Related tags Gross profit Revenue Food safety

A new state-of-the-art packaging facility in Hainan island, off the coast of southern China, will lead the expansion of US company Shiner International in the country, according to its presentation at a business conference in New York.

The plant, which is expected to open later this year will double the company’s production of food safe packaging to 30,000 tons/year within two years, delegates heard at the Rodman & Renshaw Annual Global Investment Conference Asia Track.

It expects food safe packaging capacity to reach 50,000 tons/year by 2013.

Although China’s melamine milk crisis last year hit sales of all packaged food sold in supermarkets, it brought opportunities too, a spokesperson told FoodProductionDaily.com. “This crisis give us a big impact at first but now it turns out to be an opportunity too since people are concerned more about the food quality and the government implemented the food safety law to control food quality.”

The company’s business has also been affected by global recession but the food business is now slowly recovering, she added.

Increasing urbanisation

Shiner's chairman, Yuet Ying told the conference: “With the increasing urbanization and rising consumer incomes in China, Shiner is positioned to continue its expansion and strengthen its placement as the leading supplier in China's domestic market.

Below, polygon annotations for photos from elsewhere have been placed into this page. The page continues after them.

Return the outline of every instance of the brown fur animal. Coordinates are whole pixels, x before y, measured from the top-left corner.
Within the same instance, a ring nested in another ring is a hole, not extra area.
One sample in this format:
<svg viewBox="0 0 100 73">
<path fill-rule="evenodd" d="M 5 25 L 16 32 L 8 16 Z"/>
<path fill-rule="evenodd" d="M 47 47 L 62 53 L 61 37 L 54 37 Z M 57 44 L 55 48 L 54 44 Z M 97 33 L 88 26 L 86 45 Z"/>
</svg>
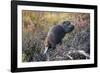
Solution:
<svg viewBox="0 0 100 73">
<path fill-rule="evenodd" d="M 56 45 L 62 42 L 65 34 L 71 32 L 73 29 L 74 25 L 70 21 L 64 21 L 61 24 L 51 27 L 44 42 L 45 50 L 43 54 L 50 48 L 56 48 Z"/>
</svg>

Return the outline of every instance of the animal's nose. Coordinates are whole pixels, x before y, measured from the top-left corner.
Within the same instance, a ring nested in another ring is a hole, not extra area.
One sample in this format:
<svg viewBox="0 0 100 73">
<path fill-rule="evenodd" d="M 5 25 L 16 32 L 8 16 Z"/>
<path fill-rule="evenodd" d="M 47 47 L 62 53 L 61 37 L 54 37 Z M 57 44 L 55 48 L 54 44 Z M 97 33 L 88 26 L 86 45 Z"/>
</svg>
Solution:
<svg viewBox="0 0 100 73">
<path fill-rule="evenodd" d="M 71 26 L 70 26 L 70 29 L 72 29 L 72 30 L 73 30 L 73 29 L 74 29 L 74 25 L 71 25 Z"/>
</svg>

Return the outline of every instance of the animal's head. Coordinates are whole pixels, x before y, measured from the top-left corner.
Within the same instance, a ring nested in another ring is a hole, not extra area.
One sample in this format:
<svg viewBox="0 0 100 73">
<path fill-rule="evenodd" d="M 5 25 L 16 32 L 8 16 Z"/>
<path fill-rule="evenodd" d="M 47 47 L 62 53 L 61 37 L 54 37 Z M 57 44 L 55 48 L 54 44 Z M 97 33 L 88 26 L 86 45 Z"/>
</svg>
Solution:
<svg viewBox="0 0 100 73">
<path fill-rule="evenodd" d="M 70 21 L 64 21 L 62 27 L 66 33 L 71 32 L 74 29 L 74 25 L 72 25 Z"/>
</svg>

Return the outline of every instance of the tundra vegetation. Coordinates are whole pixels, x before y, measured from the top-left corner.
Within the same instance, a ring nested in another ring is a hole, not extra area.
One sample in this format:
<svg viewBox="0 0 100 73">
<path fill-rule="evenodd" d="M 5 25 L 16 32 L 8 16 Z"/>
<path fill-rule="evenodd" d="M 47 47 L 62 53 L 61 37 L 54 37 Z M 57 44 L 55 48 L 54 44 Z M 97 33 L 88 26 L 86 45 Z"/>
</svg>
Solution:
<svg viewBox="0 0 100 73">
<path fill-rule="evenodd" d="M 49 50 L 49 61 L 80 60 L 90 57 L 90 14 L 68 12 L 22 11 L 22 62 L 46 61 L 42 55 L 44 40 L 49 29 L 65 20 L 75 29 Z M 59 34 L 60 35 L 60 34 Z"/>
</svg>

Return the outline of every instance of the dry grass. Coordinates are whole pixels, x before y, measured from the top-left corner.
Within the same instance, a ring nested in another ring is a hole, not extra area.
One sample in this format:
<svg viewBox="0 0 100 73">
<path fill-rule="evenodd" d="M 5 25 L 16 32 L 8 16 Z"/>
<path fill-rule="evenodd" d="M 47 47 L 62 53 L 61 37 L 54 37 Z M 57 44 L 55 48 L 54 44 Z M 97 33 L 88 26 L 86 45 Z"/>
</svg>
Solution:
<svg viewBox="0 0 100 73">
<path fill-rule="evenodd" d="M 89 14 L 38 12 L 24 10 L 22 15 L 23 62 L 89 59 Z M 62 47 L 61 45 L 57 45 L 55 49 L 50 49 L 47 55 L 42 55 L 41 52 L 44 49 L 44 40 L 50 27 L 64 20 L 73 22 L 73 24 L 75 25 L 74 31 L 66 34 L 63 39 Z"/>
</svg>

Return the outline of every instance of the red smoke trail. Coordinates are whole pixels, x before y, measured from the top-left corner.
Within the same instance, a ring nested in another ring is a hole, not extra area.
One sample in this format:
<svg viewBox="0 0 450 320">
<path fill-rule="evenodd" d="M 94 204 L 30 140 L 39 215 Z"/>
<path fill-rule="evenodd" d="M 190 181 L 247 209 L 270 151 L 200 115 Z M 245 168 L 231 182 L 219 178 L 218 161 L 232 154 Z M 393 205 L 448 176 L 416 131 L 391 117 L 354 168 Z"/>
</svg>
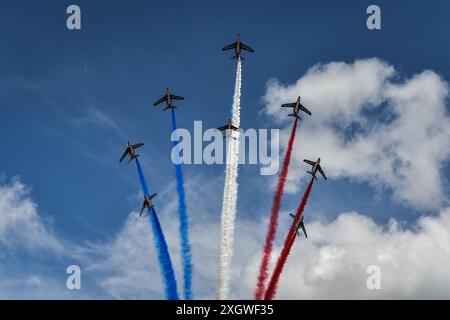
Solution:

And it will increase its presence in international markets by increasing marketing through direct sales, produce superior product quality and technical content, while proving a cost efficient product for our customers."

At the conference, the company reported 2009 sales revenue at $34m; gross profit of $4.8m; gross profit margin of 14.1% and net income of $0.1m.

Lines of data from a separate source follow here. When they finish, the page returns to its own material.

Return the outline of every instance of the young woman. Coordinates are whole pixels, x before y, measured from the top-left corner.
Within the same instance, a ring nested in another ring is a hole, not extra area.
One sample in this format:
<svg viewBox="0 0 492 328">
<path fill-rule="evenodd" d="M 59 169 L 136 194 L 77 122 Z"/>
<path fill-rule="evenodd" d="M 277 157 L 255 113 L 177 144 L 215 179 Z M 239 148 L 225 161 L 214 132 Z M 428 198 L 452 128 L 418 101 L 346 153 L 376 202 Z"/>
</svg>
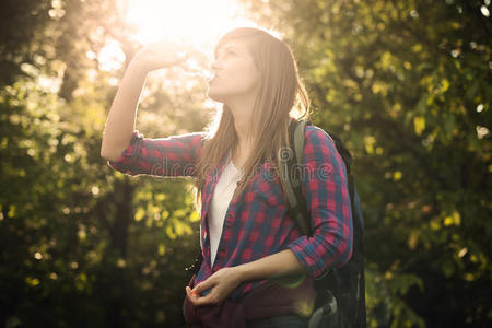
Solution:
<svg viewBox="0 0 492 328">
<path fill-rule="evenodd" d="M 289 150 L 290 113 L 301 106 L 306 114 L 308 106 L 293 55 L 261 30 L 231 31 L 211 65 L 208 96 L 223 104 L 218 127 L 143 138 L 134 117 L 145 75 L 186 60 L 177 54 L 153 45 L 134 56 L 109 110 L 101 155 L 130 175 L 195 177 L 203 261 L 186 286 L 191 327 L 307 327 L 313 279 L 350 259 L 352 223 L 343 161 L 314 126 L 305 131 L 302 163 L 313 237 L 289 216 L 278 168 Z"/>
</svg>

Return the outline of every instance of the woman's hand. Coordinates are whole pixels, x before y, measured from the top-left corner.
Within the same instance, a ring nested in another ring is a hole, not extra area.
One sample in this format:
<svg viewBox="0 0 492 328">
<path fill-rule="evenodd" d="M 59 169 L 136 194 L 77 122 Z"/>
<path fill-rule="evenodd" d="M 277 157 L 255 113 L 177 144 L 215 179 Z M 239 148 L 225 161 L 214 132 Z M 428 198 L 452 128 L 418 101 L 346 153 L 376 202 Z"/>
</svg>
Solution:
<svg viewBox="0 0 492 328">
<path fill-rule="evenodd" d="M 195 305 L 218 305 L 222 303 L 242 282 L 242 273 L 237 267 L 223 268 L 197 284 L 192 290 L 186 286 L 186 296 Z M 204 291 L 212 289 L 206 296 Z"/>
<path fill-rule="evenodd" d="M 167 40 L 152 43 L 142 47 L 131 59 L 145 73 L 184 63 L 189 55 L 185 46 Z"/>
</svg>

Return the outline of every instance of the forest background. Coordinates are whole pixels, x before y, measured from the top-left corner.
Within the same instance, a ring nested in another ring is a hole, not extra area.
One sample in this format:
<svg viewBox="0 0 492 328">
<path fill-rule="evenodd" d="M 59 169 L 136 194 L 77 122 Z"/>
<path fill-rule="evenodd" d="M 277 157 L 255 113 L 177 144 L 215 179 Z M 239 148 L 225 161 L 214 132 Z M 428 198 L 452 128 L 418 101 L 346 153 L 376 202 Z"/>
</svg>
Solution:
<svg viewBox="0 0 492 328">
<path fill-rule="evenodd" d="M 490 0 L 244 5 L 354 156 L 368 327 L 491 327 Z M 191 180 L 99 156 L 133 27 L 116 0 L 3 0 L 0 26 L 0 327 L 174 325 L 199 247 Z M 201 130 L 206 82 L 164 74 L 138 130 Z"/>
</svg>

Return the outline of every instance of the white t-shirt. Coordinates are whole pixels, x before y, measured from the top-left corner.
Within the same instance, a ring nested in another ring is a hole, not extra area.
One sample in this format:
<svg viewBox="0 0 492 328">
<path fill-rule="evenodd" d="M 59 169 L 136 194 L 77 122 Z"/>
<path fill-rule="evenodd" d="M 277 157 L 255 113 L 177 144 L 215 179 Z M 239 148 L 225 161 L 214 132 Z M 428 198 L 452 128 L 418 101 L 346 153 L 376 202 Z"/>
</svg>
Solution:
<svg viewBox="0 0 492 328">
<path fill-rule="evenodd" d="M 224 218 L 227 212 L 229 204 L 232 200 L 237 183 L 241 180 L 243 172 L 237 169 L 229 156 L 229 164 L 224 167 L 213 190 L 210 200 L 209 212 L 209 234 L 210 234 L 210 260 L 213 266 L 216 250 L 222 236 L 222 227 L 224 226 Z"/>
</svg>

Food packaging sales during the first half of this year reached $5.4m which accounts for 36% of total sales. Shiner’s products are used to package a range of foods including biscuits, cookies, cakes, candies, nuts, meat, drinks and instant noodles.

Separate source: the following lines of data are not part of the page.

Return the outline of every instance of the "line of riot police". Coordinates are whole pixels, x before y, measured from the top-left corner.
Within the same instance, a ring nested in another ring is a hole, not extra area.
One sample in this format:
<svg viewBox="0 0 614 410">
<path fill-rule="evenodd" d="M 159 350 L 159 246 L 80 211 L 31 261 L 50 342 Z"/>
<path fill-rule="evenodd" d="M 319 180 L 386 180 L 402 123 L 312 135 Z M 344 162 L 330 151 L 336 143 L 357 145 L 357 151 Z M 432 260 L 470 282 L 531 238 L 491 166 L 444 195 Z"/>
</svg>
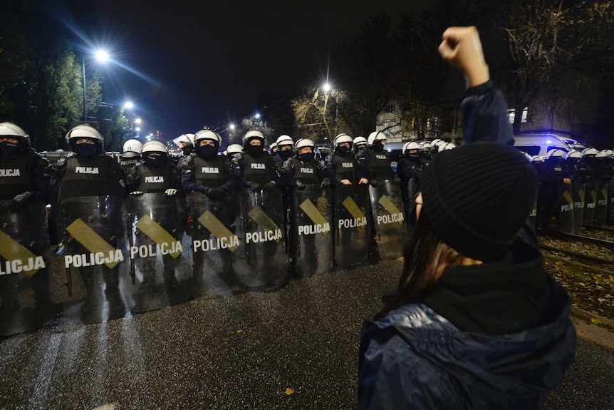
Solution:
<svg viewBox="0 0 614 410">
<path fill-rule="evenodd" d="M 363 262 L 374 235 L 382 258 L 401 256 L 405 217 L 382 133 L 366 148 L 339 135 L 323 165 L 309 139 L 282 135 L 271 155 L 251 130 L 219 155 L 219 135 L 202 130 L 176 139 L 184 155 L 172 164 L 155 140 L 127 141 L 118 162 L 81 125 L 66 135 L 72 153 L 49 166 L 21 128 L 0 130 L 1 335 L 40 327 L 60 307 L 68 323 L 95 323 L 274 291 Z M 366 155 L 357 160 L 353 144 Z M 61 303 L 51 296 L 52 262 L 65 271 Z"/>
</svg>

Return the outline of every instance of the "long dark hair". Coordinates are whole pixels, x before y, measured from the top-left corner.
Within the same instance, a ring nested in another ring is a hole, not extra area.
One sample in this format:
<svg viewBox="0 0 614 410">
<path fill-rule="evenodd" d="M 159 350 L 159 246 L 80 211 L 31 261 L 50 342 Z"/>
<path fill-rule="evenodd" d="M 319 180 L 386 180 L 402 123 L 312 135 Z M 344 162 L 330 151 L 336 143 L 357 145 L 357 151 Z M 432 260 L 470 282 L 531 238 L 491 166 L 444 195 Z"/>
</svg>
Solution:
<svg viewBox="0 0 614 410">
<path fill-rule="evenodd" d="M 403 250 L 405 264 L 396 292 L 384 309 L 375 315 L 375 320 L 383 319 L 390 311 L 417 302 L 432 292 L 446 267 L 461 264 L 464 258 L 435 233 L 426 212 L 420 212 L 412 230 L 413 234 Z"/>
</svg>

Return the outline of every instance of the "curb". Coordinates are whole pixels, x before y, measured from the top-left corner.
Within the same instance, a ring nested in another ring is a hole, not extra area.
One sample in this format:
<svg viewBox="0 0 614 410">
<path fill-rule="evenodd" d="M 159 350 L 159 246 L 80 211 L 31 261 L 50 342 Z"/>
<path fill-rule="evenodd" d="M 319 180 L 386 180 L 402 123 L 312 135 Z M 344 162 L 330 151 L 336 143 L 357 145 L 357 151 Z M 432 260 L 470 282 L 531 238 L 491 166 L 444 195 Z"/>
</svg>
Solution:
<svg viewBox="0 0 614 410">
<path fill-rule="evenodd" d="M 614 321 L 573 307 L 569 317 L 578 337 L 614 352 Z M 601 324 L 594 324 L 593 320 Z"/>
</svg>

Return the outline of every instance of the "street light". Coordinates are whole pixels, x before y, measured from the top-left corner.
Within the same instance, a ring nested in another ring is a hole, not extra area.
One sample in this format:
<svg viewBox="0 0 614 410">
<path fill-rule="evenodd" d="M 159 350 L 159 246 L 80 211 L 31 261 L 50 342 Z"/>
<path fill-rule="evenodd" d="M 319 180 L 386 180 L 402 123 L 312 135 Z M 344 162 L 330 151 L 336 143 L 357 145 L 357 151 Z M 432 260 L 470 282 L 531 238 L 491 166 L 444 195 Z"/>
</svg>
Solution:
<svg viewBox="0 0 614 410">
<path fill-rule="evenodd" d="M 95 59 L 101 63 L 104 63 L 109 59 L 109 54 L 104 50 L 98 50 L 94 53 Z M 88 121 L 88 98 L 86 96 L 87 81 L 85 81 L 85 57 L 81 58 L 81 66 L 83 69 L 83 121 Z"/>
</svg>

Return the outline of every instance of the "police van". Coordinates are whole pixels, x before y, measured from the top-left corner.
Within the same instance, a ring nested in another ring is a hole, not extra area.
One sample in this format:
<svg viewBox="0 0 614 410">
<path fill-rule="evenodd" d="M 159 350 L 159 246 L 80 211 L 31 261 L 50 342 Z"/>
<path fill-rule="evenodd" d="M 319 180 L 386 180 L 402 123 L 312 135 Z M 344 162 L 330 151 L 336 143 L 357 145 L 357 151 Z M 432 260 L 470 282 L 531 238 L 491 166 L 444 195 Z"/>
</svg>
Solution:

Shiner predicted that for 2013 that sales revenue would grow to $180m, a 50% increase versus 2012 and gross profit would reach $37.2m. It forecast a gross profit margin of 20.7% and net income of $20.5m, a 71% increase on projections for 2012.

Coated film

Rising consumer incomes are increasing demand for Shiner’s coating of BOPP film, said the spokesperson. “Food packaged in coated film has a much longer shelf life and a much better quality protection than packaged in bare BOPP film,”​ she said. “In the European and US market, about 20% of all the BOPP films are coated, However, in China, currently only around 0.5%. As more and more Chinese people move to the cities….the need for coated film will explode.”

About 60 per cent of Shiner's customers are located in China, with the remainder

in South east Asia, Europe, the Middle East and North America.